Former Windows Head Sought Epstein's Help to Connect with Apple CEO, Emails Show
Emails released by the Justice Department revealed that Steven Sinofsky, the former head of Windows, sought the assistance of convicted sex offender Jeffrey Epstein to arrange a meeting with Apple CEO Tim Cook, according to The Verge. The emails, which surfaced on Friday, indicated Sinofsky's reliance on Epstein for a connection to Apple's leadership.
The revelation comes amid other news in the tech world, including OpenAI's launch of a new desktop application for macOS called Codex. The tool is designed to allow developers to delegate multiple coding tasks simultaneously, automate repetitive work, and supervise AI systems, according to VentureBeat. Sam Altman, OpenAI's chief executive, described the app as a "command center for agents" and said it was the "most loved internal product we've ever had."
Meanwhile, concerns are growing over the use of AI in creating deepfakes. MIT Technology Review reported on a civilian online marketplace where users can buy custom instruction files for generating celebrity deepfakes, including pornographic images. Researchers at Stanford and Indiana University found that a significant portion of requests on the site, called bounties, were for content that violated the site's ban on pornographic images.

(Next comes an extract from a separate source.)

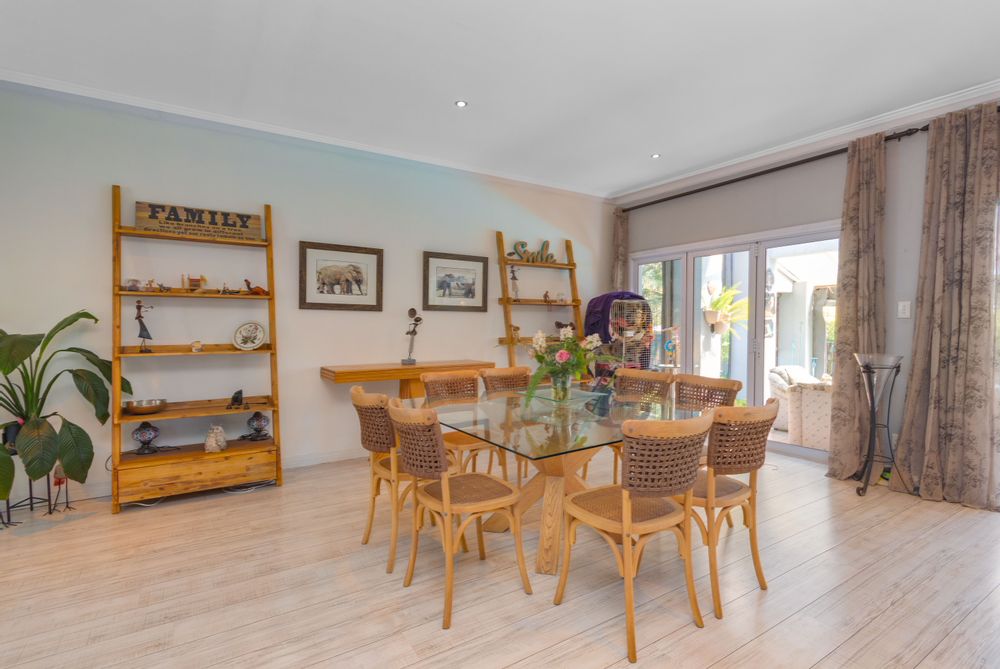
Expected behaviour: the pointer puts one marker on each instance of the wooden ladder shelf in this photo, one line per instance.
(507, 301)
(189, 469)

In other AI-related news, Fortune reported that top AI leaders are warning against the use of Moltbook, a social media platform for AI agents, calling it a "disaster waiting to happen." A security investigation by cloud security firm Wiz found that the vast majority of the platform's 1.5 million autonomous AI agents were not autonomous at all. According to Wiz's analysis, roughly 17,000 humans controlled the platform's agents, an average of 88 agents per person. Gal Nagli, head of threat exposure at Wiz, stated that the platform had no mechanism to verify whether an agent was actually AI or just a human with a script. "The revolutionary AI social network was largely humans operating," Nagli wrote in a blog post.

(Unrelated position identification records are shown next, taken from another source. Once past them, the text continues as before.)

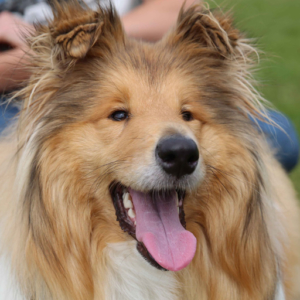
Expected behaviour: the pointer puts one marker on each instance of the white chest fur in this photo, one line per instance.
(130, 277)
(8, 287)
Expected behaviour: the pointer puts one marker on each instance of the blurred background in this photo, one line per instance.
(275, 24)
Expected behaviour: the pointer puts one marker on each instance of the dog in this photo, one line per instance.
(134, 171)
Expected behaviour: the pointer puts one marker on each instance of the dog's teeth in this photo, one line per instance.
(131, 213)
(127, 200)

On the economic front, Fortune reported that Morgan Stanley's chief investment officer, Lisa Shalett, said that former President Trump's tariffs "woke the rest of the world up to the formula" of leveraging economic firepower against trade partners. Speaking at a global outlook roundtable last week, Shalett explained that America's healthy economy had been underpinned by monetary stimulus, fiscal stimulus, and imported disinflation from trade with China. She added that this combination was extraordinarily powerful for corporate earnings and growth over the past 15 years.